Ajari Aku Mencintaimu

235 43 31
                                    

Apakah masih bisa dikatakan 'sahabat' jika menatap saja enggan, berbincang tak sempat, melempar senyum tak berkenan? Ada kalanya seorang yang kita percaya. Suatu hari nanti, ia lihai dalam mempertipu daya hati. Hingga kita tidak juga mengerti. Mana yang dinamakan sahabat. Dan mana yang disebut musuh berselimut sahabat. Hati hati!

~S

Aidar menjarah bangku kusen. Bersandar tanpa menimbulkan suara. Memperhatikan Asa yang tengah terlelap diatas kasur. Ia menumpu kedua tangannya. Melekatkan dagu bersama seretan nafas. Kenangannya hanyut kala hendak menikahi Asa. Bergumam tak jelas menimang keputusannya tempo lalu. Berdosakah ia kepada Asa? Perempuan yang tak mengerti apa apa terpaksa masuk dalam dunianya.

"Aidar nggak mau ma!" ucap Aidar pada sang mama. Melengos kesamping kanan agar terlihat tak ingin melanjutkan rencana gila sang mama. Alis Aidar menyatu, hal apa yang telah tertanam dihati mama sampai kejadian ini bisa terjadi.

Rini merapat, bersimpuh bersebrangan dengan Aidar. Mendesak padanya supaya menyetujui perintah Rini. "Mama mohon Aidar. Turuti permohonan mama,"

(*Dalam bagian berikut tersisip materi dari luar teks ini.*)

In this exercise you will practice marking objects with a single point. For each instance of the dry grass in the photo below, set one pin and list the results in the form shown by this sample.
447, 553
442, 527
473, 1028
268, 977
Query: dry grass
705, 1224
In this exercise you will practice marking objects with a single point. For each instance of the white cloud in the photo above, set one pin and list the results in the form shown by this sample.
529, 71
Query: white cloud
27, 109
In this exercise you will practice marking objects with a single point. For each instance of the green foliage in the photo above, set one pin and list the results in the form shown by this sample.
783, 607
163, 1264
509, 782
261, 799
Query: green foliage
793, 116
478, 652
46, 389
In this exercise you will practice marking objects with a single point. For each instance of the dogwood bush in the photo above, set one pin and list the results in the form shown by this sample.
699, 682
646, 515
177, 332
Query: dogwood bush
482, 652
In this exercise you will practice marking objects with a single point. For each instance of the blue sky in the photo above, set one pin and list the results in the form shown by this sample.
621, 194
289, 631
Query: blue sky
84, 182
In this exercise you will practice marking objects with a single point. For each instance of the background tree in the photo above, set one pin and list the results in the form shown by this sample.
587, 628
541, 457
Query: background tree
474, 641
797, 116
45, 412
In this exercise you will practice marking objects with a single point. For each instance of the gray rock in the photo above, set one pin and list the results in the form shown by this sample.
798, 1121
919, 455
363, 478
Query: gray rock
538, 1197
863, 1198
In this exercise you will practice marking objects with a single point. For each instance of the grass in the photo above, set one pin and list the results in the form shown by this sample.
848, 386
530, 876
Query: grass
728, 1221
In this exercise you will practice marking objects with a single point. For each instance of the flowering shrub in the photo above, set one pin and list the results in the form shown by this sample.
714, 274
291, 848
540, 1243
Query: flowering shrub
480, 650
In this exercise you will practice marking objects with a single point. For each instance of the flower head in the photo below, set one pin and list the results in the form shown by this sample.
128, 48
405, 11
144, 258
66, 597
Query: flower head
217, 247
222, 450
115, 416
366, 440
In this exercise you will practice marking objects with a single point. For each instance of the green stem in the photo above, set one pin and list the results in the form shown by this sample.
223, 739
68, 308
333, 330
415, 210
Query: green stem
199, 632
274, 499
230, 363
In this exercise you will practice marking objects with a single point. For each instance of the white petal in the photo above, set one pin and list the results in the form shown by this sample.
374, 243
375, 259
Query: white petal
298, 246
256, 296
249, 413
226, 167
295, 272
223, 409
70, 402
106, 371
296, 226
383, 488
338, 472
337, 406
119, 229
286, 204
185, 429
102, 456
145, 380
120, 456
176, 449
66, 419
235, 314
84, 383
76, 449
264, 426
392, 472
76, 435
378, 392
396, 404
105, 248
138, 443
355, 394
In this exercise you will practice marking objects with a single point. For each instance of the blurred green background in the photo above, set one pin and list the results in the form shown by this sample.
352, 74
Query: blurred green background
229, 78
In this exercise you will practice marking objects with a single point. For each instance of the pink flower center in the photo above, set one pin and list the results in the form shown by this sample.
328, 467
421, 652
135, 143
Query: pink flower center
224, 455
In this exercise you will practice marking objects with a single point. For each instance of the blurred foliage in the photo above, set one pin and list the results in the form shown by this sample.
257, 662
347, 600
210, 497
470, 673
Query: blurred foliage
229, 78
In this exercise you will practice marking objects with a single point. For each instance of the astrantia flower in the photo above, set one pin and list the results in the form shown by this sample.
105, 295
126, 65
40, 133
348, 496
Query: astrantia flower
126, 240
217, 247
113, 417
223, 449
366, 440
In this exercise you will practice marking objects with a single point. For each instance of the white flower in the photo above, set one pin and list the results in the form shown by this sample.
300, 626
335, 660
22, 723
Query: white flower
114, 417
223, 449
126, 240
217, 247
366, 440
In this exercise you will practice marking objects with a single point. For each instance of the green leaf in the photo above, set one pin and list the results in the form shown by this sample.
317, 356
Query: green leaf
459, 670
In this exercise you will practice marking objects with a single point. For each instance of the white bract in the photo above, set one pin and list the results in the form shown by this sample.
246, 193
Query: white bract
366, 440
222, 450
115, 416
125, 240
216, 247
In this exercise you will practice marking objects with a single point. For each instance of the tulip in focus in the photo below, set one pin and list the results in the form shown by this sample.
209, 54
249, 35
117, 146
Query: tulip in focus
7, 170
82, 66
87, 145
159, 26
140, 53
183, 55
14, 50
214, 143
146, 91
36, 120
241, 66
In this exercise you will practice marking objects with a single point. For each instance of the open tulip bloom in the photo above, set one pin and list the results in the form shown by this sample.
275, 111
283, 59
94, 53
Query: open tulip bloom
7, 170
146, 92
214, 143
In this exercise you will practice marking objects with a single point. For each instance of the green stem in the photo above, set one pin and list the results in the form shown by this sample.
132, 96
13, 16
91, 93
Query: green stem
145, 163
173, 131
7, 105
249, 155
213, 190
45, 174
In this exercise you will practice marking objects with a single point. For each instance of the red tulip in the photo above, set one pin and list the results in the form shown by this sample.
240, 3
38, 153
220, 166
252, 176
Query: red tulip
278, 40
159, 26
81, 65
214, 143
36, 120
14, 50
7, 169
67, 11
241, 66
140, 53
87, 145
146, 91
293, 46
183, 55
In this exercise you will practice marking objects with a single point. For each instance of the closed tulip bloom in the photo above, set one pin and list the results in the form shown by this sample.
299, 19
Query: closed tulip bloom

Aidar tak sampai hati melihat mama berlutut. Meraih pergelangan tangan, lantas membimbingnya untuk bangkit. Benar apa kata orang, sekecewa apapun seorang anak pada ibu. Tak bisa menggetarkan jiwa egois dalam hati. Berapapun nominal angka tercetak pada kertas, tidak juga mampu membayar perjuangan, kasih sayang, taruhan nyawa sosok ibu.

"Maaf ma, Aidar belum bisa turutin apa kata mama," Rini terus tersenggal senggal agar Aidar mau menerima keputusannya. Membelai penuh sayang tangan Aidar yang memucat dan dingin. Wanita paruh baya itu memberikan jeda sebentar, namun nyatanya penghentian waktu itu tidak dibalas oleh Aidar.

"Kamu mau liat mama dipenjara?" tanya balik Rini. Lelaki itu hanya menggelengkan kepala tanpa merespons perkataan mama. Membuat Rini semakin merasa terpojokkan.

"Kamu mau mama ditahan dibalik jeruji besi? DIPENJARA SELAMA BERTAHUN TAHUN BAHKAN SEUMUR HIDUP?!" sentak Rini pada anaknya.

"Ma. Itu karna mama yang salah. Bukan Aidar. Aidar nggak salah apa apa. Kenapa harus Aidar yang menanggung kesalahan mama?"

Rini kembali menangis. Merintih memohon pada Aidar. "Mama tau Aidar. Mama mohon, bantu mama sayang,"

Aidar menoleh menghadap Papa. Lelaki paruh baya itu tengah asyik makan. Tanpa memerdulikan sekitar. Saat panggilan itu mengarah pada Wirama. Beliau berdehem sebentar. "Turuti apa kata mama kamu," tutur Wirama tegas.

"Huft, Aidar akan menuruti perintah mama. Aidar akan menikah dengan Asa. Tapi jangan salahkan Aidar, kalau sampai dia tau siapa sesungguhnya kita,"

Lelaki dengan kaos hitam menghentikan lamunannya. Memindai pilu Asa. Beredar mencapai sang istri. Menuju ranjang seraya membenahi rambut. Dilihatnya, Asa masih terlelap dalam tidurnya. Apakah ia tega jika suatu saat nanti kejadian diluar nalar terjadi pada Asa? Melihatnya menitikkan satu air mata pun Aidar tak tega. Bagaimana nantinya?

Aidar perlahan duduk, menarik tangan manis Asa. Terus memantau parasnya. Membelai halus tangan itu. Aidar terenyuh memandang wajah mulus Asa. Faktanya Asa menjelma kian cantik saat dia tidur. Semakin merapat menempelkan tangan ke pipi Asa. Pergerakan Aidar sepertinya tidak mampu mengusik kedamaian mimpi Asa. Ia masih terlelap nyenyak menikmati.

"Ajari aku untuk mencintaimu Asa," lirihnya. Lelaki itu memejamkan mata. Kelambu yang menyingkapi kaca mulai tersikap oleh terpaan angin malam. Hari ini cukup dingin. Pantas saja jika Asa tak mau membuka mata.